El oscuro y estrecho pasillo se abrió de repente a la izquierda. Una dicroica cenital iluminaba la masa informe situada a un par de metros de distancia de la abertura. Entre eso que ocupaba sobre una tarima el centro del angosto rectángulo y cada una de las paredes no había más de medio metro. Tampoco había otra salida del corredor que la entrada desde la que mirábamos a la gorgona que nos detuvo y que nos llamaba.
-No me animo a entrar – dijo ella, sacándose los anteojos negros.
La miré no demasiado sorprendido pero con curiosidad. No era usual verla amedrentada. Sabía cuánto le divertía el gore. Por eso no dejo de asombrarle su reticencia, que ya era parálisis.
-¿Te asusta?
-Me impresiona.
-¿Qué cosa?
-La cabeza, el lugar.
El busto era firmemente grosero y desgreñado. La tenue iluminación llenaba de sombras las cuencas sin ojos. Los labios parecían dos gruesas serpientes seccionadas con un machete. Recordé una película con Isabelle Adjani sobre Camille Claudel que me gustaba mucho.

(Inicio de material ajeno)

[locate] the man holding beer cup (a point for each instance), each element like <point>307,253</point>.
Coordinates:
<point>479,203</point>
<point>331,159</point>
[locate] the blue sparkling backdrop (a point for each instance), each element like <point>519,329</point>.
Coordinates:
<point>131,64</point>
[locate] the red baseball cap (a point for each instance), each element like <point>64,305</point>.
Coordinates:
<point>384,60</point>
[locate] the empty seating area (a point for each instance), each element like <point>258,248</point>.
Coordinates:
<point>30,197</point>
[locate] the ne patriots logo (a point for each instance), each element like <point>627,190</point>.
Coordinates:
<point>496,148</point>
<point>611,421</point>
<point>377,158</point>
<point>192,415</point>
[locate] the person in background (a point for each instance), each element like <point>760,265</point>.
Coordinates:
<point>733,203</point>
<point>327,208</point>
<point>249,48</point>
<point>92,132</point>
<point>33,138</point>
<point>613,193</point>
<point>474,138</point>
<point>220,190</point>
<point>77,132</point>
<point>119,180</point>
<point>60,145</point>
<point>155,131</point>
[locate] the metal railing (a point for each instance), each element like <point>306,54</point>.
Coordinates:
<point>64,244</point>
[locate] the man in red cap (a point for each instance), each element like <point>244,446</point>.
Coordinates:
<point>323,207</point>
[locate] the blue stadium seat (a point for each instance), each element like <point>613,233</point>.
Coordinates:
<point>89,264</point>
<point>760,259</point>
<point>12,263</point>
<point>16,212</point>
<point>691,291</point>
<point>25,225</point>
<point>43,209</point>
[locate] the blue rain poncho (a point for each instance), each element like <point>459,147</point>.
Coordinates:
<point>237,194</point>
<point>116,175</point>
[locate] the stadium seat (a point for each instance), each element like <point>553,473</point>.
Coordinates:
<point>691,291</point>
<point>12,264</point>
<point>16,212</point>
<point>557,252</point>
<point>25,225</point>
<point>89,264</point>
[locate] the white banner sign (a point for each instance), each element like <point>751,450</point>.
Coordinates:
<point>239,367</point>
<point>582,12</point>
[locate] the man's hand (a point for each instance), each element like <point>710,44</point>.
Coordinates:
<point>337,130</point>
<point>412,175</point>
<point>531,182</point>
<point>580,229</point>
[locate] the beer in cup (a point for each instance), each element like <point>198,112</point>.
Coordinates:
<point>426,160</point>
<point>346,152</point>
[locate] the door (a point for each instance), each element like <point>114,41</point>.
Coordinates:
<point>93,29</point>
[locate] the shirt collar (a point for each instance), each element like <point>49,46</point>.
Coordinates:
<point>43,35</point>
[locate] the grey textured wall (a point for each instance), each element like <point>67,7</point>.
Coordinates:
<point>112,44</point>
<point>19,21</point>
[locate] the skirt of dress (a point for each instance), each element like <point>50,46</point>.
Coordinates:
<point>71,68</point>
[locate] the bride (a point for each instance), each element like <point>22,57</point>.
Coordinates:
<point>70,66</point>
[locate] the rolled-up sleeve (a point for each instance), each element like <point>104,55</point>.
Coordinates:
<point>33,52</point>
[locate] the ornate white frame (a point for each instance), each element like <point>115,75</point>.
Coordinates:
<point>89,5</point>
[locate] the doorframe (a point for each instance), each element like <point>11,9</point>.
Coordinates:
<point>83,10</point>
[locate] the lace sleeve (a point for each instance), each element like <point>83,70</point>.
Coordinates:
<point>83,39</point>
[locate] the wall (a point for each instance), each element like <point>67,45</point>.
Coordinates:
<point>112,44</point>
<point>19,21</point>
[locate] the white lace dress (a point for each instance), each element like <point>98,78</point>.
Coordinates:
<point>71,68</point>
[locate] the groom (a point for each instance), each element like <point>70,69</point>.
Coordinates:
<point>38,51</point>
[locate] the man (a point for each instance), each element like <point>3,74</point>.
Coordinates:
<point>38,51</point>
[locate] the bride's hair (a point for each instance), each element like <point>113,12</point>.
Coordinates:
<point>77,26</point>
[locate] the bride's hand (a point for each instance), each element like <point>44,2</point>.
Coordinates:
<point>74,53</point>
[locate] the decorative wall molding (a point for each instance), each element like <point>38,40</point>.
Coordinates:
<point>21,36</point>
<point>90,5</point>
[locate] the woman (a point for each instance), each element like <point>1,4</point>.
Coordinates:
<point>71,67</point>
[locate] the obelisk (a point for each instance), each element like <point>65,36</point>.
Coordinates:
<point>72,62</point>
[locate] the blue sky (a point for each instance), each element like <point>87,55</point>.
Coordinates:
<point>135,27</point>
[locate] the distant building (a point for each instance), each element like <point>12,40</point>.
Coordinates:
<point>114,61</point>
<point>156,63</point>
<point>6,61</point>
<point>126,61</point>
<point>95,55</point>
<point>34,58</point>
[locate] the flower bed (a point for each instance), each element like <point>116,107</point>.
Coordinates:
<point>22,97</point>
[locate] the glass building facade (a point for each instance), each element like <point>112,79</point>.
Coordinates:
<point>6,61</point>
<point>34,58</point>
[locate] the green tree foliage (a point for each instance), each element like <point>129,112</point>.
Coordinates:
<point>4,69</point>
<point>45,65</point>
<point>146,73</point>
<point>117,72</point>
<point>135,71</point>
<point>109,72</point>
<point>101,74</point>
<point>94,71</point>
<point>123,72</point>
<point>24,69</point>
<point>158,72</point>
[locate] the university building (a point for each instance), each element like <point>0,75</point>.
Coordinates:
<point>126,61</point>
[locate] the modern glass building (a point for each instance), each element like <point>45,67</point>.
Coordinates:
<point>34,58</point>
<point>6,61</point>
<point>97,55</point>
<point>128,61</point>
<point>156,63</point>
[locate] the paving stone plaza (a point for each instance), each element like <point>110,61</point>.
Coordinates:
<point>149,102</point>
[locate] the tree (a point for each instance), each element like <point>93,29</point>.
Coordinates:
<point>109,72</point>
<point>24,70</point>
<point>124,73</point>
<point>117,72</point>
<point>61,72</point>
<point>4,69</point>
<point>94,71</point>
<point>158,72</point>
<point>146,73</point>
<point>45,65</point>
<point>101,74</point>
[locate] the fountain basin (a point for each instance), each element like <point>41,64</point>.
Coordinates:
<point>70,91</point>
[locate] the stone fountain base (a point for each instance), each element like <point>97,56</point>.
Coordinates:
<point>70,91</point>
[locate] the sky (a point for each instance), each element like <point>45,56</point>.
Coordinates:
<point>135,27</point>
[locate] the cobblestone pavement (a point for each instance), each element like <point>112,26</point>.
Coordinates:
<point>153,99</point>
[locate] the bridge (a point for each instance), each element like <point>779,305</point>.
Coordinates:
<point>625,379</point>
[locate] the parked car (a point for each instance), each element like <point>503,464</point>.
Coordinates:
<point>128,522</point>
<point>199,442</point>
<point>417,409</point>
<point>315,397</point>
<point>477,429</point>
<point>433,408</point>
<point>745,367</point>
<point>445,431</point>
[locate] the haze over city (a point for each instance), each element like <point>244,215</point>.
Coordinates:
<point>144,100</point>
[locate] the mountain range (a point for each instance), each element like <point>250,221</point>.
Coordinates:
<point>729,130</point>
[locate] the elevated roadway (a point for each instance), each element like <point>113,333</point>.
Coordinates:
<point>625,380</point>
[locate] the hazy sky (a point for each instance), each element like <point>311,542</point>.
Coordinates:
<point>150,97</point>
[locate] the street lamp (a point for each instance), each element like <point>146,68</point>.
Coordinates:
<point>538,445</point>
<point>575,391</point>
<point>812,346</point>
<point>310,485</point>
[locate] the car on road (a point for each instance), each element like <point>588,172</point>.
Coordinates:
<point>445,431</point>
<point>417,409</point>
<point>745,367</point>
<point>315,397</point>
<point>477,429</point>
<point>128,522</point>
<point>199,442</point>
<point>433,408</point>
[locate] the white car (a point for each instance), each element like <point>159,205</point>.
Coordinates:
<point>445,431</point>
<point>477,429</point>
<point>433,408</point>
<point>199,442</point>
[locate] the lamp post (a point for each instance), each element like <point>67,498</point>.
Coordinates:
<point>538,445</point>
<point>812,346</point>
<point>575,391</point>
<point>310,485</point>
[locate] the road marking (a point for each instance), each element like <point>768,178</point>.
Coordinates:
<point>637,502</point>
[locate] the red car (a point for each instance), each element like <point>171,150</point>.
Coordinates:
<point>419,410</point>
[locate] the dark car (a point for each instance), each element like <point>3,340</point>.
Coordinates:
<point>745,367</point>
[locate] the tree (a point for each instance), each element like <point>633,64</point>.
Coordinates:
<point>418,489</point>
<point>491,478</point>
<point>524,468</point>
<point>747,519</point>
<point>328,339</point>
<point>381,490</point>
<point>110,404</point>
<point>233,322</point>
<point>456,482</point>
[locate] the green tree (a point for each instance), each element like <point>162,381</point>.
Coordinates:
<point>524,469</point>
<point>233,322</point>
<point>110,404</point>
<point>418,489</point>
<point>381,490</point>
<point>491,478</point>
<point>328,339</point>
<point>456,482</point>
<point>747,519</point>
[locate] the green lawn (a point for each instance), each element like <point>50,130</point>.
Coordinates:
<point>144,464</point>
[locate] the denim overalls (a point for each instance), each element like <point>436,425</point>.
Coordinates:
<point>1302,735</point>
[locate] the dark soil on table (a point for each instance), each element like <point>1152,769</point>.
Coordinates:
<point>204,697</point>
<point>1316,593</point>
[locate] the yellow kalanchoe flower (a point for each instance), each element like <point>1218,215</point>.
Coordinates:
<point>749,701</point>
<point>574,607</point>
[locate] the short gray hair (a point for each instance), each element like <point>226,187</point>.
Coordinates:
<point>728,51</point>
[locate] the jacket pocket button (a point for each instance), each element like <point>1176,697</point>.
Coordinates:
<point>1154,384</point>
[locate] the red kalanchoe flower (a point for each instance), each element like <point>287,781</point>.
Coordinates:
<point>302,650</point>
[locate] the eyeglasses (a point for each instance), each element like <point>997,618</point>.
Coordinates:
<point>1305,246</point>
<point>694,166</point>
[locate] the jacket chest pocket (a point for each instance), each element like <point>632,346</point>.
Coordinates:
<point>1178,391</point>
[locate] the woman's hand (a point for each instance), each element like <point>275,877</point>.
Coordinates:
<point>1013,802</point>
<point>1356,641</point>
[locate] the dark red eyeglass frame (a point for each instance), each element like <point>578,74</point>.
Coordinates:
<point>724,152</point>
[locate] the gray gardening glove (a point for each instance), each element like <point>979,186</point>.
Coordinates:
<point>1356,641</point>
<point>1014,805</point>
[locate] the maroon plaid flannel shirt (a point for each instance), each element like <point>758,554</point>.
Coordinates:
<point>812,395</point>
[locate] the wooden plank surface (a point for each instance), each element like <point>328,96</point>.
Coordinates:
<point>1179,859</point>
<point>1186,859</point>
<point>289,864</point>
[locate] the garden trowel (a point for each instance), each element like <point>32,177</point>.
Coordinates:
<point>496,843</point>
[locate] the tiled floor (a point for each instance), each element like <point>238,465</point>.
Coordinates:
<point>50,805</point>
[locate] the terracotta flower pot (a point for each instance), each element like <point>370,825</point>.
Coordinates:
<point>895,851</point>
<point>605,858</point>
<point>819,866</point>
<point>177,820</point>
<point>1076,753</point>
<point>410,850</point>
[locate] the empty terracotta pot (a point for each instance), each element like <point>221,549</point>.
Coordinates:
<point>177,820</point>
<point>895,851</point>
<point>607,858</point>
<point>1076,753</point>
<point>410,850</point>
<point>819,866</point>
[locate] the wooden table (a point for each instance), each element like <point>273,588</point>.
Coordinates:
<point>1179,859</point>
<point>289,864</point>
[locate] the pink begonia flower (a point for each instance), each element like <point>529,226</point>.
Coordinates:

-Es la cabeza de Gerard Depardieu – le dije a Bárbara para distenderla justo antes de avanzar hacia la cabeza que nos desafiaba desde el fondo.
-Ni bien la vi sentí lo mismo que cuando veo imágenes de un planeta muy grande en el espacio, o cuando vi el monolito de 2001, o esa foto de Man Ray en la que hay una mujer desnuda y un tren que viene hacia ella, ¿te acordás? – me respondió.
No supe si algo de la fascinación original del miedo sentido ante el cuadro de Goya veinte años antes retornaba gracias a la réplica de la cabeza de Balzac o a la aprensión de Bárbara, que mediaba entre quien había sido y quien trataba de ser. Tengo que meter el dedo en el ojo, pensaba sin animarme a decirlo. Me conformé con dar una vuelta completa alrededor de la tarima. Sentí algo ligeramente profano al pasar detrás de la cabeza sin nuca, indiferente a mi presencia. Al verme allí, rodeando el busto, Bárbara también entró al recinto. La barba de piedra cada vez más abundante la tranquilizó y lo primero que hizo al acercarse fue acariciarla. En ese mismo instante cayó el cuadro de «Las brujas de San Millán» que colgaba en la sala contigua. Sorprendido por el estruendo me acerqué a la entrada del pasillo para ver qué había pasado. Cuando me di vuelta, Bárbara había desaparecido.